On June 10, 1981, pursuant to the agreement of June 2, Midwest wire transferred $500,000 from its own bank account to Peoples’ Bank account.

On September 8, 1981, the debtor filed a Chapter 7 petition in the U.S. Bankruptcy Court for the Northern District of Ohio, seeking relief under the provisions of Title 11 of the United States Code. Trustee brought an action to recover the $500,000 transferred from Midwest to Peoples, alleging that it was a voidable preference under 11 U.S.C. § 547(b), and moved for partial summary judgment on that issue. The Bankruptcy Court submitted Proposed Findings of Fact, Proposed Conclusions of Law, and a Proposed Order to the U.S. District Court for the Northern District of Ohio on April 15, 1985. Derryberry v. Peoples Banking Co. (In re Hartley), 55 B.R. 770 (Bankr.N.D.Ohio 1985). These findings and conclusions stated that the $500,000 transfer to Peoples qualified as a voidable preference under section 547(b). The District Court adopted the Bankruptcy Court’s Findings of Fact, Conclusions of Law, and Order as the Order of the District Court, and granted Trustee partial summary judgment in the amount of $500,000, plus interest. Peoples appealed.

Section 547(b) of the Bankruptcy Code, 11 U.S.C. § 547(b), empowers a trustee to void a transfer as preferential if the trustee can show that the following six elements exist:

(1) a transfer of property of the debtor;
(2) to or for the benefit of a creditor;
(3) for or on account of an antecedent debt owed by the debtor before the transfer was made;
(4) made while the debtor was insolvent;
(5) made on or within ninety days before the date of the filing of the petition, or between ninety days and one year before the date of the filing if the creditor is an insider; and
(6)the transfer enables the creditor to receive more than such creditor would receive if
(A) the case were a case under Chapter 7 of Title 11;
(B) the transfer had not been made; and
(C) such creditor received payment of such debt to the extent provided by Title 11.

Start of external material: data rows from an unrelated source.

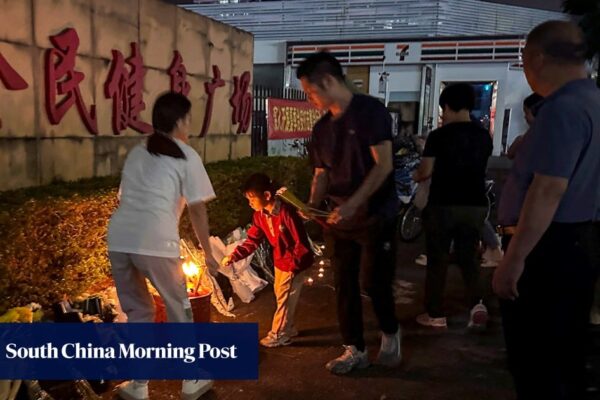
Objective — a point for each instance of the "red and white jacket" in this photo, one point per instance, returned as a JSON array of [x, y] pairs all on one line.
[[284, 229]]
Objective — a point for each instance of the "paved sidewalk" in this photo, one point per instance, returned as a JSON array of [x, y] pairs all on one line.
[[451, 364]]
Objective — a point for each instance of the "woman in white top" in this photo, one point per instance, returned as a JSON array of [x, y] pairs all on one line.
[[159, 178]]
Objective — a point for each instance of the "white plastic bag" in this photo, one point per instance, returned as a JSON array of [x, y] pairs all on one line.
[[244, 280]]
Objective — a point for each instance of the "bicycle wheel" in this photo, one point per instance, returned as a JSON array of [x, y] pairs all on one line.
[[411, 225]]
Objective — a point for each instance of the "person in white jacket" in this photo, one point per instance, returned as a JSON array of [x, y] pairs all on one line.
[[159, 178]]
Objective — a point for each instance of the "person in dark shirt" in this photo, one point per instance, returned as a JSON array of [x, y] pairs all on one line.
[[455, 157], [351, 152], [281, 225], [550, 209]]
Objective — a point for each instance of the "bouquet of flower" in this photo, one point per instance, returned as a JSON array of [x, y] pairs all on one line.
[[286, 195]]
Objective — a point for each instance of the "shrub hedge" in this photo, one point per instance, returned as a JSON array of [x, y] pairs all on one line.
[[53, 240]]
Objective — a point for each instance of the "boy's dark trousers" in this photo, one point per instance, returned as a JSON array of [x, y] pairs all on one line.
[[546, 328], [364, 258]]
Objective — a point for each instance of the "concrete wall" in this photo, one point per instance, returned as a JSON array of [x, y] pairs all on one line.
[[33, 151]]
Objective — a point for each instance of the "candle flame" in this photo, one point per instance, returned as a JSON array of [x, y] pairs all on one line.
[[190, 269]]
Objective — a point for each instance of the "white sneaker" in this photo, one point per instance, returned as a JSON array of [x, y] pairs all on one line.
[[426, 320], [421, 260], [390, 352], [193, 389], [133, 390], [352, 358], [479, 317]]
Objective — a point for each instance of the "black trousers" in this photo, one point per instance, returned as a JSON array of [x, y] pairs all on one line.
[[546, 328], [364, 259], [442, 225]]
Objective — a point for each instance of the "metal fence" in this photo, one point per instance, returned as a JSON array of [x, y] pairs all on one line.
[[259, 114]]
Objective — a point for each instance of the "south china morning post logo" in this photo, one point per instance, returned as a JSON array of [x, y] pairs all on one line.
[[128, 351]]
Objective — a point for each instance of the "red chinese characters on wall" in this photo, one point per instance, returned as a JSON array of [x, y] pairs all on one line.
[[10, 78], [241, 101], [210, 89], [125, 87], [62, 79], [178, 74]]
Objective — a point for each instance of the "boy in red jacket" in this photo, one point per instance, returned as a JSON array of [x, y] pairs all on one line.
[[281, 225]]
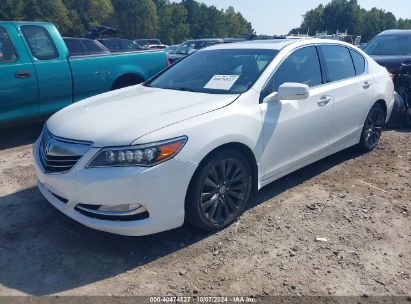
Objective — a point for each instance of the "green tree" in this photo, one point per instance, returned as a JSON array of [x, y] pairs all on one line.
[[135, 19]]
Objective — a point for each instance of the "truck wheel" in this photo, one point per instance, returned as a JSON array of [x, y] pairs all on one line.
[[397, 118], [219, 191]]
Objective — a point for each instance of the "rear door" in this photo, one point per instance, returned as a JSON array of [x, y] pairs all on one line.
[[351, 88], [18, 81], [51, 65]]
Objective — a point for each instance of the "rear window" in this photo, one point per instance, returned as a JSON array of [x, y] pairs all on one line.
[[7, 51], [40, 43], [359, 62], [338, 62], [389, 45], [302, 66], [215, 71]]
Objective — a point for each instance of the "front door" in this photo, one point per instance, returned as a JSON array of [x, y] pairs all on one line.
[[297, 130]]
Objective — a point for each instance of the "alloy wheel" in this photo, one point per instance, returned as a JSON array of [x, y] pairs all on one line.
[[224, 191]]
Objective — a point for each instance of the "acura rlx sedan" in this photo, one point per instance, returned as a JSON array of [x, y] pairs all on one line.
[[195, 141]]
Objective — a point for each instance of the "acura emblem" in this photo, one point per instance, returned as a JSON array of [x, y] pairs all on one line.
[[49, 146]]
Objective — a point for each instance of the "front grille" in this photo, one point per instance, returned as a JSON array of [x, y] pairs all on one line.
[[59, 155]]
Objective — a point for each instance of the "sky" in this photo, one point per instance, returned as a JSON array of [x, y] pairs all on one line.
[[276, 17]]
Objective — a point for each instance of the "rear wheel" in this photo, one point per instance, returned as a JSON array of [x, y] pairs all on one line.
[[219, 192], [373, 127]]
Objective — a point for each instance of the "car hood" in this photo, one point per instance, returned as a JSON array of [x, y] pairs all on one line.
[[120, 117], [392, 63]]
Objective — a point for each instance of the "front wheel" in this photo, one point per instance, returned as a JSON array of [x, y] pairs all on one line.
[[219, 191], [372, 129]]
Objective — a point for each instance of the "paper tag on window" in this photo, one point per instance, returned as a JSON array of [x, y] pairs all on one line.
[[221, 82]]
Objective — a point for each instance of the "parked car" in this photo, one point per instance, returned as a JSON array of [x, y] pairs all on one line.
[[392, 49], [190, 46], [84, 46], [194, 142], [116, 45], [39, 76], [171, 49]]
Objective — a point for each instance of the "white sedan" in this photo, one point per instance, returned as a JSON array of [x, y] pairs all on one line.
[[194, 142]]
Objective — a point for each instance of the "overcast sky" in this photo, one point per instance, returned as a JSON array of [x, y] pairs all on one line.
[[279, 16]]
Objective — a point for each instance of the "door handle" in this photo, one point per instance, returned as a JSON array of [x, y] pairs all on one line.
[[23, 74], [366, 85], [324, 100]]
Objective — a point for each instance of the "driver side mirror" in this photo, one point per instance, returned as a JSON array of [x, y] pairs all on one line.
[[289, 91]]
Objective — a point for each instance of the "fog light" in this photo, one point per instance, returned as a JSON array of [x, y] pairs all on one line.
[[120, 208]]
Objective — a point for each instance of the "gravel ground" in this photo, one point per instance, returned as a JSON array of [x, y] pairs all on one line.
[[338, 227]]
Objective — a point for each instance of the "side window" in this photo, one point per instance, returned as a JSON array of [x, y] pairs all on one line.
[[302, 66], [7, 51], [41, 45], [338, 62], [75, 47], [359, 62]]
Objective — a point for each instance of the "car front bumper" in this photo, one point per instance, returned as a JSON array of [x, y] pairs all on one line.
[[161, 190]]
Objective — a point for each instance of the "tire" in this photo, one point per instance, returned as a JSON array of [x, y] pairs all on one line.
[[219, 191], [373, 126], [126, 81]]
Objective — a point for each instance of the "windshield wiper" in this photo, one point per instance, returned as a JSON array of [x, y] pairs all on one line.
[[181, 89]]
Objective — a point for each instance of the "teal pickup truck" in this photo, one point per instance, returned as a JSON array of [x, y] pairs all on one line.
[[39, 76]]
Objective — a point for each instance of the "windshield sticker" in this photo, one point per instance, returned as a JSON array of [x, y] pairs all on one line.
[[221, 82]]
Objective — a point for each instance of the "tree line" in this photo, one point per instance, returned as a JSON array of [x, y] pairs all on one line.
[[169, 21], [347, 15]]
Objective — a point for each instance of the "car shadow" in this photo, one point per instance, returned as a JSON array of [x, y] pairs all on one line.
[[43, 252], [19, 135]]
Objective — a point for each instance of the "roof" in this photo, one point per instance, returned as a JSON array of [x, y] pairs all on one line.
[[275, 44], [206, 39], [395, 32]]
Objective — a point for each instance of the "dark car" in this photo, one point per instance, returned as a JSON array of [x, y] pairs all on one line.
[[190, 46], [392, 49], [116, 45], [84, 46]]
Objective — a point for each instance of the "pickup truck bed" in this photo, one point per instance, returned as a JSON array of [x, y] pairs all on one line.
[[38, 77]]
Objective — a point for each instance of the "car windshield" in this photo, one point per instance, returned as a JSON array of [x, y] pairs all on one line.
[[230, 71], [389, 45]]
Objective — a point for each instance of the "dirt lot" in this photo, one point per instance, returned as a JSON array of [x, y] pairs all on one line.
[[360, 204]]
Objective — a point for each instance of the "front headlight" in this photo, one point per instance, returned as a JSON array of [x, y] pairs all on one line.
[[142, 155]]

According to the legislative history, the purposes of section 547(b) are to facilitate equality of distribution among creditors of the debtor and to deter the “race of diligence” of creditors to dismember the debt- or before bankruptcy. H.R.Rep. No. 595, 94th Cong., 1st Sess. 177-78 (1977), reprinted in 1978 U.S. Code Cong. & Admin. News 5787, 6138.

We are concerned here with the first element, whether there has been a transfer of the debtor’s property. Peoples does not dispute that there was a transfer, but argues that the $500,000 that Midwest transferred to Peoples belonged to Midwest, not to the debtor. Peoples contends that property transferred by a third person to a creditor on behalf of a debtor does not become property of the debtor. This is sometimes called the “earmark” rule— funds loaned to a debtor that are “earmarked” for a particular creditor do not belong to the debtor because he does not control them. Grubb v. General Contract Purchase Corp., 94 F.2d 70 (2d Cir.1938). Peoples further argues that the transferred funds could not have belonged to the debtor because the transfer did not diminish the debtor’s estate. Before the transaction, the debtor owed $806,800 to Peoples.2 After the transaction the debtor owed $500,000 to Midwest and $306,800 to Peoples. Any diminution of the debtor’s estate, asserts Peoples, resulted from the debtor’s transfer of security interests to *1070Midwest. Peoples argues that where a debtor surrenders property in order to obtain a loan from a third party to pay a creditor, the amount of the preference, if any, is determined by the value of the assets surrendered or encumbered. Steel Structures, Inc. v. Star Mfg. Co., 466 F.2d 207 (6th Cir.1972).

Trustee argues that this Court should not follow the “earmark” rule established in Grubb, claiming that the rule is particularly inappropriate when a secured creditor, such as Midwest, is substituted for an unsecured creditor, such as Peoples. Trustee contends that the entire $500,000 became the debtor’s property when Midwest loaned it to him, despite the fact that it was paid directly to Peoples. Voiding the entire transfer, asserts Trustee, would further the policies of section 547(b). Finally, Trustee criticizes Peoples’ argument that the transfer did not diminish the debt- or’s estate, arguing that diminution of the estate is not an element of section 547(b), and furthermore that the transaction did in fact deplete the estate by $500,000.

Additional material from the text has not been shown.